Location
- Country: Canada
- Province: Ontario
- Region: Central Ontario
- County: Hastings
- Municipality: Belleville

Physical characteristics
- Source: Unnamed field
- • coordinates: 44°20′48″N 77°22′36″W﻿ / ﻿44.34667°N 77.37667°W
- • elevation: 139 m (456 ft)
- Mouth: Chrysal Creek
- • coordinates: 44°16′50″N 77°23′55″W﻿ / ﻿44.28056°N 77.39861°W
- • elevation: 104 m (341 ft)
- Length: 13.1 km (8.1 mi)

Basin features
- River system: Great Lakes Basin

= Number Ten Creek =

Number Ten Creek is a creek in the Moira River and Lake Ontario drainage basins in Belleville, Hastings County, Ontario, Canada.

==Course==
Number Ten Creek begins in an unnamed field at an elevation of 139 m about 2.7 km southeast of the community of Moira.
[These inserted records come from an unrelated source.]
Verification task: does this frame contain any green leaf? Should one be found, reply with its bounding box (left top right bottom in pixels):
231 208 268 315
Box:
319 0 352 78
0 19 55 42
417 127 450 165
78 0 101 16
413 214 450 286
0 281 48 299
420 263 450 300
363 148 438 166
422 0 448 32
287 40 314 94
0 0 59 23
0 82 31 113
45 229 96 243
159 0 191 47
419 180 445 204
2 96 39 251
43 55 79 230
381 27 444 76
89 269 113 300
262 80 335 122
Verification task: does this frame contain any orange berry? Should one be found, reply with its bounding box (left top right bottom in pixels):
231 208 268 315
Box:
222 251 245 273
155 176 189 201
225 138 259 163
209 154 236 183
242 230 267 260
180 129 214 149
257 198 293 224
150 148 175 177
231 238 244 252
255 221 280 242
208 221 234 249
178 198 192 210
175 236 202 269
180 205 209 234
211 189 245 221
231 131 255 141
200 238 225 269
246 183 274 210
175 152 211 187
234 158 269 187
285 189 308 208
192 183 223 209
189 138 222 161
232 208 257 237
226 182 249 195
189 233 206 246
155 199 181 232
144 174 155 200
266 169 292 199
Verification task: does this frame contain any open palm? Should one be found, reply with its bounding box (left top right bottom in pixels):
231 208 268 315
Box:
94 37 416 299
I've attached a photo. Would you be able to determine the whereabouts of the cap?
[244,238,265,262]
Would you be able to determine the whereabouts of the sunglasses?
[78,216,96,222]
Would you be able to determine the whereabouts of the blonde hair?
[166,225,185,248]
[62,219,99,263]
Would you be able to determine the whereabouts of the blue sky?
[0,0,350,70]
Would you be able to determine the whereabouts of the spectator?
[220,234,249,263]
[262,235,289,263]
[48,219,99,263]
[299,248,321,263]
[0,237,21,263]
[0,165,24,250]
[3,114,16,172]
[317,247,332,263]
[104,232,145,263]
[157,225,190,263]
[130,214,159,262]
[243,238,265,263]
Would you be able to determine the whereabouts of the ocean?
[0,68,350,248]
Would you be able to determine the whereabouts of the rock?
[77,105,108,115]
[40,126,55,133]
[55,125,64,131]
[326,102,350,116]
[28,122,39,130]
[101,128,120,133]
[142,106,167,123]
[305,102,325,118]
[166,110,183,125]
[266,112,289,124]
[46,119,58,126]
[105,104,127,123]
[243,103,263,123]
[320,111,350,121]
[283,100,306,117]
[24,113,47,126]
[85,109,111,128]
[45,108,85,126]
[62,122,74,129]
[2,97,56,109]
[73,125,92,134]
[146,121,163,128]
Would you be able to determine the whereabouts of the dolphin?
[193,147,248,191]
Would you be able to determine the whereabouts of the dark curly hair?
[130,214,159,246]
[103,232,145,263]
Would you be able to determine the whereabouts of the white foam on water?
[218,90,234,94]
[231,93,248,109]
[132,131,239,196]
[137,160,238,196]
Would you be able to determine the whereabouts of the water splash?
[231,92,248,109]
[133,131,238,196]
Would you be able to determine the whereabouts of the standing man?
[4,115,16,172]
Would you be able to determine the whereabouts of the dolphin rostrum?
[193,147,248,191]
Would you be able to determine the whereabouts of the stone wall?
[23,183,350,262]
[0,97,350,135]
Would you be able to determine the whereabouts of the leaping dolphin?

It flows west into an unnamed pond where it takes in an unnamed right tributary, then turns south. The creek continues to the east of the community of Phillipston, then heads southwest through the community of Zion Hill. Finally, it turns southeast and reaches its mouth at Chrysal Creek, at an elevation of 104 m, which flows via the Moira River into the Bay of Quinte in downtown Belleville.